Spieler, die nach einem erfolglosen Unterfangen nach Südafrika zurück gekehrt waren, beschweren sich zudem über die mangelnde Unterstützung der europäischen Vereine. Die Folge: Einsamkeit, Heimweh und Depressionen, über die sich viele mit Essen und Alkohol hinweg trösten. Eine Teufelsspirale. Durch die mangelnde Konzentration und schlechte mentale Verfassung leiden die fußballerischen Qualitäten, wodurch sie immer weniger Spielzeit bekommen, was sich in Enttäuschung und Versagensängsten widerspiegelt.

Es gibt viele Vorzeichen, das genau dieses Schicksal dem jungen Knowledge Musona erspart bleiben könnte. Mit Hoffenheim geht er zu einem Klub, der ein kleines und eher familiär geprägtes Umfeld hat. Zudem folgt der Verein der Philosophie auf junge Talente zu setzen und mit Holger Stanislawski ist dort ein Trainer, der den persönlichen Kontakt zu seinen Spielern sucht. Doch eine ähnliche Situation gab es bereits in der Bundesliga mit dem südafrikanischen Stürmer Sibusiso Zuma, der 2005 zu Arminia Bielefeld wechselte. Sein damaliger Trainer war der Südafrika erfahrene Ernst Middendorp.
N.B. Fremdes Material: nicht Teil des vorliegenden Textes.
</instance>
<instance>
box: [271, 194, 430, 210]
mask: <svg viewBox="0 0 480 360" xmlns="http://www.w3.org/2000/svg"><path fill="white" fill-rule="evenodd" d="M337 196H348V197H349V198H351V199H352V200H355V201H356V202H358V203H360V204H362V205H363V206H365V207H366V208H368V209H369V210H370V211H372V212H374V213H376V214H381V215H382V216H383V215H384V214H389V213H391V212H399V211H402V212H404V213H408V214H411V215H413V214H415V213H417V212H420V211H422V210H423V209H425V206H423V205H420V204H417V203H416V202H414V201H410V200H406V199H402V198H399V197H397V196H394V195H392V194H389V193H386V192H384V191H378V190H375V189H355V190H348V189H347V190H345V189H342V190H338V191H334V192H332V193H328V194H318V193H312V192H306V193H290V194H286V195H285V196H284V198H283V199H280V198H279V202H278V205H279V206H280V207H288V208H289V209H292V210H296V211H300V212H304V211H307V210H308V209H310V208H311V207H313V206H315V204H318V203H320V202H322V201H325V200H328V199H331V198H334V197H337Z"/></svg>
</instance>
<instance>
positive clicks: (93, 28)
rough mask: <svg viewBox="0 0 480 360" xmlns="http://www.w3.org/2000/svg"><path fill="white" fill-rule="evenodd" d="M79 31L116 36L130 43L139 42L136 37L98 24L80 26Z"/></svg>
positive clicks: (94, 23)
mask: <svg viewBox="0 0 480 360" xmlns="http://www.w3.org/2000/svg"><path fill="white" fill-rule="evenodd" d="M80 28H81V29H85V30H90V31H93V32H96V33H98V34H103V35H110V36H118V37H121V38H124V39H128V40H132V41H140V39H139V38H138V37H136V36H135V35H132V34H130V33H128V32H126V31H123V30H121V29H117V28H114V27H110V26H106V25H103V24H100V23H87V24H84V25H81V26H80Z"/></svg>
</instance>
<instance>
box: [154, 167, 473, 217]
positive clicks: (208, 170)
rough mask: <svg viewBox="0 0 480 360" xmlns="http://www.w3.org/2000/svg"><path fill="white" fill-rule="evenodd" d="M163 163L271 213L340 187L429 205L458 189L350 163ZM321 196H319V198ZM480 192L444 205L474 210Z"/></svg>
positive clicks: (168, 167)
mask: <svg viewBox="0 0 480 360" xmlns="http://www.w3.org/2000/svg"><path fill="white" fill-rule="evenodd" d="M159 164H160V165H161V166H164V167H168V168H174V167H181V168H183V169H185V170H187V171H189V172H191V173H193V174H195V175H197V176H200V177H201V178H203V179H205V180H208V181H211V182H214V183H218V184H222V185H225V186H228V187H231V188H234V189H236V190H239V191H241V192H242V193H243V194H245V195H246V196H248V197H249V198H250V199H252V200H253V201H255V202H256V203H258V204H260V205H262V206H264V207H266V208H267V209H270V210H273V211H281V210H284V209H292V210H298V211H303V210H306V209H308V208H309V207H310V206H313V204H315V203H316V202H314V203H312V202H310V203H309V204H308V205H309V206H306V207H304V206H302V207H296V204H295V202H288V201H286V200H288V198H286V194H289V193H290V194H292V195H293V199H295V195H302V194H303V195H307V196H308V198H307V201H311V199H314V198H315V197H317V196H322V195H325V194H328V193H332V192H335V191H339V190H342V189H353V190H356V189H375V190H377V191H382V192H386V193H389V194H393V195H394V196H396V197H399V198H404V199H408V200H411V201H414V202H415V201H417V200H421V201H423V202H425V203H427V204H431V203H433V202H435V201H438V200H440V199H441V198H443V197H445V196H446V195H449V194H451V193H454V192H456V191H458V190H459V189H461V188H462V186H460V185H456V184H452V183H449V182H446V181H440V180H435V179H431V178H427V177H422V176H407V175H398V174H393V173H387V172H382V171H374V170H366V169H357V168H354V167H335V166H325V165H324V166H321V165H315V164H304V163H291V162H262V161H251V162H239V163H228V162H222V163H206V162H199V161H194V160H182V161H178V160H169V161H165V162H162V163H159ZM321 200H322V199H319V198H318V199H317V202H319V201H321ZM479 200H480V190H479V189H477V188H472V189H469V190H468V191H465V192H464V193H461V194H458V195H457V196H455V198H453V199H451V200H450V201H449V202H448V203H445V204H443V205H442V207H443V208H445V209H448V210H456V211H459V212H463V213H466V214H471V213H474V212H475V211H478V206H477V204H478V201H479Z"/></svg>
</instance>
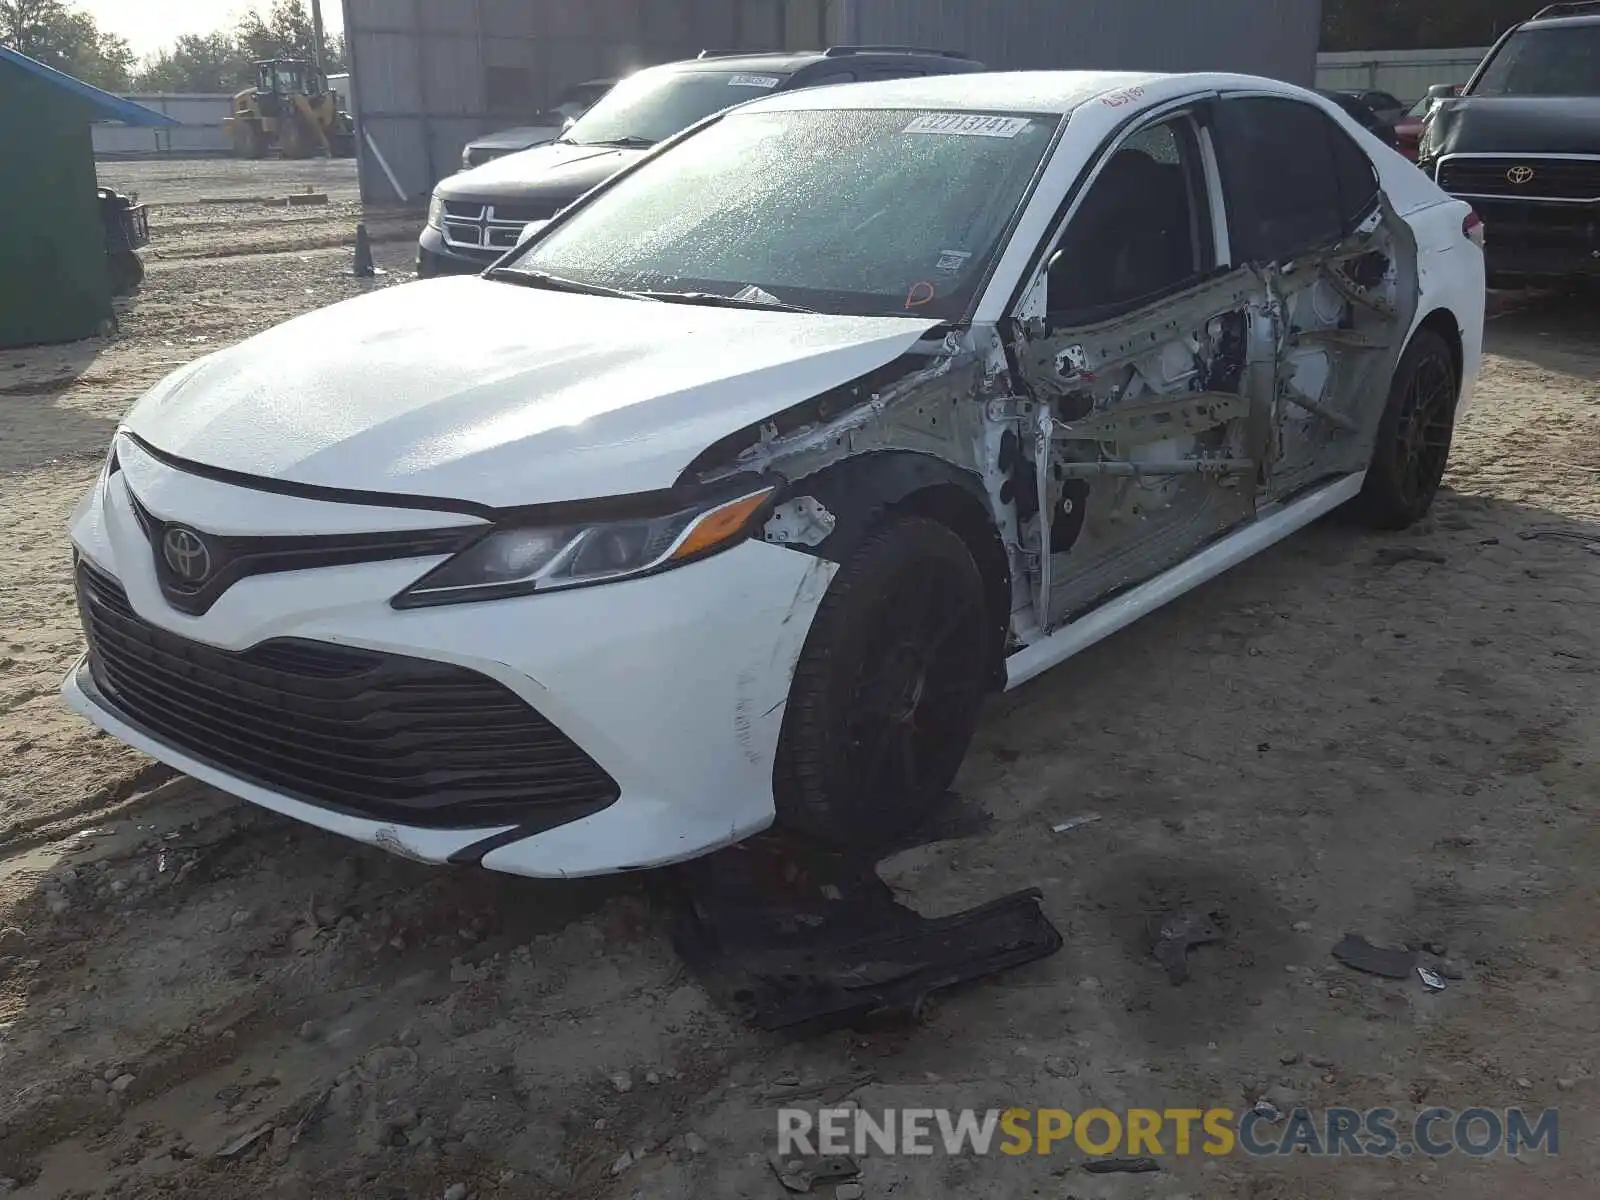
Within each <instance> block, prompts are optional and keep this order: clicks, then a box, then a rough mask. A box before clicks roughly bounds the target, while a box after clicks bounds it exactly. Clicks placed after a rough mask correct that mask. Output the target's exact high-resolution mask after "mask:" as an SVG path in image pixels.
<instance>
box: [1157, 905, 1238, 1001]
mask: <svg viewBox="0 0 1600 1200" xmlns="http://www.w3.org/2000/svg"><path fill="white" fill-rule="evenodd" d="M1219 920H1221V917H1219V914H1203V912H1168V914H1162V917H1160V920H1158V922H1157V923H1155V939H1154V941H1155V946H1154V950H1152V952H1154V954H1155V962H1158V963H1160V965H1162V966H1165V968H1166V978H1168V979H1170V981H1171V982H1174V984H1181V982H1182V981H1184V979H1187V978H1189V950H1192V949H1194V947H1195V946H1210V944H1211V942H1219V941H1222V930H1221V926H1219V923H1218V922H1219Z"/></svg>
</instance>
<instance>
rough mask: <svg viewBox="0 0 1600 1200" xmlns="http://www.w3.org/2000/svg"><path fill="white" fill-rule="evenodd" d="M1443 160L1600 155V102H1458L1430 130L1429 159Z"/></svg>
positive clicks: (1488, 96)
mask: <svg viewBox="0 0 1600 1200" xmlns="http://www.w3.org/2000/svg"><path fill="white" fill-rule="evenodd" d="M1443 154H1528V155H1536V154H1600V99H1592V98H1582V96H1571V98H1566V96H1456V98H1453V99H1445V101H1440V104H1438V109H1437V110H1435V112H1434V120H1430V122H1429V126H1427V157H1430V158H1437V157H1438V155H1443Z"/></svg>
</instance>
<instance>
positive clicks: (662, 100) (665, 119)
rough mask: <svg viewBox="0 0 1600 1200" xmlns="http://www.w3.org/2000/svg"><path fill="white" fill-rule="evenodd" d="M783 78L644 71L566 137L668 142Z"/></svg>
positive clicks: (631, 81)
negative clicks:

Zuma konnte in der ersten Saison bei der Arminia Fans und Kritiker überzeigen, bevor  er in den beiden darauffolgenden Spielzeiten in ein tiefes Loch fiel. Letztendlich liegt es also auch an der Durchsetzungskraft von Spielern wie Knowledge Musona, um sich in Deutschland und Europa zu beweisen.